Velorn e Enolan trocaram um olhar, e pareceram tão empolgados naquele momento, que quase explodi de emoção. Estava tão orgulhosa de ver os dois tão sorridentes, que mal prestei atenção na explicação que Enolan começou a dar.

— O mais forte fica com a mão atrás, assim impulsiona o poder para o menos forte controlar. Como está acostumado com menos poder acaba tendo mais controle, e assim tudo se equilibra.

Os olhos violeta de Velorn brilharam debaixo do sol escaldante, quase tão iluminados quando os de Enolan enquanto o encarava. Meus pais seguiram as instruções de Velorn para se encaixar, meu pai entrelaçando as mãos já com as luvas por trás das de minha mãe. Eu nunca tinha visto nada tão lindo. A magia deles, era conectada em uma totalidade absurda, o rosa e o roxo formavam ondas finas e totalmente envoltas uma com a outra, era lindo. Os olhos de Temrys brilharam diante daquilo. Será que conseguiríamos algo assim algum dia?

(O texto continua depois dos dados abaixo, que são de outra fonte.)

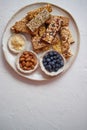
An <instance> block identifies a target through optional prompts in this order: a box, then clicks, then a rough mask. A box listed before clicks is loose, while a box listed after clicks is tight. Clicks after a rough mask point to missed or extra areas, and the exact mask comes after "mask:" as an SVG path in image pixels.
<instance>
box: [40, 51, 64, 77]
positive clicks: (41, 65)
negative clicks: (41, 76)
mask: <svg viewBox="0 0 87 130" xmlns="http://www.w3.org/2000/svg"><path fill="white" fill-rule="evenodd" d="M51 51H55V50H49V51H46V52H45V53H44V54H43V55H42V56H41V57H40V67H41V70H42V71H43V72H44V73H45V74H46V75H48V76H56V75H58V74H60V73H62V72H63V71H64V67H65V66H63V67H61V68H59V69H58V71H56V72H48V71H47V70H46V69H45V66H44V65H43V57H44V56H45V55H47V53H48V52H51ZM55 52H57V51H55ZM57 53H58V54H60V53H59V52H57ZM60 55H61V57H62V58H63V60H64V65H65V58H64V57H63V56H62V54H60Z"/></svg>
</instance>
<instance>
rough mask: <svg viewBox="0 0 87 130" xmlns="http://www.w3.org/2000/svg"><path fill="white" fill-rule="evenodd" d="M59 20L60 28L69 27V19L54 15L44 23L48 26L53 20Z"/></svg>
mask: <svg viewBox="0 0 87 130" xmlns="http://www.w3.org/2000/svg"><path fill="white" fill-rule="evenodd" d="M55 17H57V18H59V19H60V20H61V26H62V27H63V26H68V25H69V18H68V17H64V16H55V15H51V17H50V18H49V19H48V20H47V21H46V24H50V23H51V21H52V20H53V19H54V18H55Z"/></svg>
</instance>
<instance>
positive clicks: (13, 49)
mask: <svg viewBox="0 0 87 130" xmlns="http://www.w3.org/2000/svg"><path fill="white" fill-rule="evenodd" d="M8 48H9V50H10V51H11V52H13V53H19V52H20V51H23V50H24V49H25V48H26V38H25V37H24V35H22V34H13V35H11V36H10V38H9V40H8Z"/></svg>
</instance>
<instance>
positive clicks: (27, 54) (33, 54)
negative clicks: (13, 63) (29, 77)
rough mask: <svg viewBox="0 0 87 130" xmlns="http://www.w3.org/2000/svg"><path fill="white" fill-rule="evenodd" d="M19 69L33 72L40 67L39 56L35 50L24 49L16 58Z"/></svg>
mask: <svg viewBox="0 0 87 130" xmlns="http://www.w3.org/2000/svg"><path fill="white" fill-rule="evenodd" d="M16 66H17V69H18V70H19V71H20V72H22V73H32V72H33V71H35V70H36V69H37V67H38V57H37V54H36V53H35V52H33V51H26V50H25V51H23V52H21V53H19V54H18V56H17V60H16Z"/></svg>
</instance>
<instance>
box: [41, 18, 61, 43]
mask: <svg viewBox="0 0 87 130" xmlns="http://www.w3.org/2000/svg"><path fill="white" fill-rule="evenodd" d="M60 25H61V21H60V20H59V19H58V18H57V17H55V18H54V19H53V20H52V22H51V23H50V25H49V26H48V28H47V30H46V33H44V35H43V36H42V40H44V41H45V42H47V43H49V44H52V41H53V39H54V37H55V35H56V33H57V32H58V30H59V29H60Z"/></svg>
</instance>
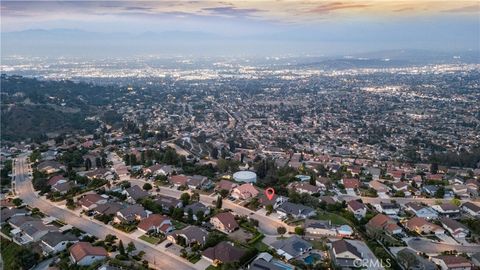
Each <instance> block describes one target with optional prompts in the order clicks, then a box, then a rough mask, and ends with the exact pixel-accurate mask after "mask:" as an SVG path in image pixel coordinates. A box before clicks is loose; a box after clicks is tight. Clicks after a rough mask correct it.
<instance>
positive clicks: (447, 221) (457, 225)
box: [440, 218, 470, 238]
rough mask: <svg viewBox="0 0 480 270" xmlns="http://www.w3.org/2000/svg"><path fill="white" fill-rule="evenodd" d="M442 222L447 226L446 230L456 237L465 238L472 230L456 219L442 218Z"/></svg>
mask: <svg viewBox="0 0 480 270" xmlns="http://www.w3.org/2000/svg"><path fill="white" fill-rule="evenodd" d="M440 222H441V223H442V226H443V228H445V230H447V231H448V232H449V233H450V234H451V235H452V236H453V237H454V238H465V237H467V235H469V234H470V230H469V229H468V228H467V227H465V225H463V224H462V223H460V222H458V221H456V220H453V219H450V218H441V219H440Z"/></svg>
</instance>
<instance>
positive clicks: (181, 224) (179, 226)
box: [172, 220, 187, 230]
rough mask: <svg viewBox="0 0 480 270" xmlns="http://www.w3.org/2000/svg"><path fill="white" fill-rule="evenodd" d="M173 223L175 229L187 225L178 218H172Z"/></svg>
mask: <svg viewBox="0 0 480 270" xmlns="http://www.w3.org/2000/svg"><path fill="white" fill-rule="evenodd" d="M172 224H173V227H175V230H181V229H183V228H185V227H187V225H186V224H185V223H183V222H180V221H177V220H172Z"/></svg>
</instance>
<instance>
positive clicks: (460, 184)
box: [452, 184, 470, 199]
mask: <svg viewBox="0 0 480 270" xmlns="http://www.w3.org/2000/svg"><path fill="white" fill-rule="evenodd" d="M452 191H453V193H455V195H457V196H459V197H461V198H464V199H466V198H469V197H470V193H469V192H468V186H467V185H461V184H455V185H452Z"/></svg>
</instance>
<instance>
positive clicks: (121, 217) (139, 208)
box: [113, 204, 151, 223]
mask: <svg viewBox="0 0 480 270" xmlns="http://www.w3.org/2000/svg"><path fill="white" fill-rule="evenodd" d="M150 214H151V212H150V211H148V210H145V209H144V208H143V206H141V205H140V204H134V205H129V206H128V207H127V208H123V209H121V210H119V211H118V212H117V214H116V216H115V218H114V219H113V222H115V223H124V222H126V223H130V222H134V221H140V220H142V219H144V218H147V217H148V216H149V215H150Z"/></svg>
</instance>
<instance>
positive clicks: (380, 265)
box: [353, 259, 392, 269]
mask: <svg viewBox="0 0 480 270" xmlns="http://www.w3.org/2000/svg"><path fill="white" fill-rule="evenodd" d="M353 266H355V267H359V268H360V267H361V268H368V269H370V268H390V267H391V266H392V264H391V262H390V259H386V260H381V259H380V260H379V259H361V260H360V259H356V260H354V261H353Z"/></svg>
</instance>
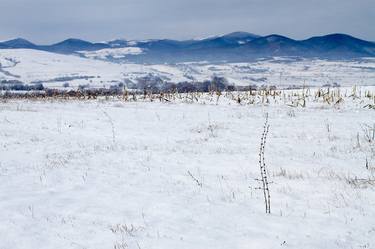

— Pelo visto a experiência e o tempo de laço ajuda na conexão.

Enolan murmurou, como se fizesse uma nota mental para anotar depois. Meus pais estavam com os rostos iluminados, radiantes com sorrisos escancarados um para o outro. Acho que nunca tinha visto eles assim. O estresse, a culpa, eram fardos pesados demais. Eles sempre fingiam aquela postura rígida de poder, nunca sorriam em público. Eram ainda mais lindos daquela forma.

— Bom... temos muito trabalho pela frente.— Enolan bateu palmilhas, e assim a barreira de magia desabou. — Vou desafia-los.

Todos menos Velorn e Enolan estavam de sobrancelhas franzidas. Até que meus tios começaram a vestir as luvas de prata, com um sorriso cúmplice no rosto.

— Vão ter uma luta digna com um oponente a altura.

Eles se encararam por um momento antes que Enolan completasse a fala de Velorn.

— Não somos laço, mas temos experiência o suficiente pra conseguir nos encaixar por um tempinho.

As luvas eram pra isso. O sorriso dos meus tios aumentou quando notaram que eu percebi... eles lutariam conosco. A mão de Enolan se encaixou atrás da mão estendida de Velorn, e ali estava: a formação mais poderosa de todo o mundo.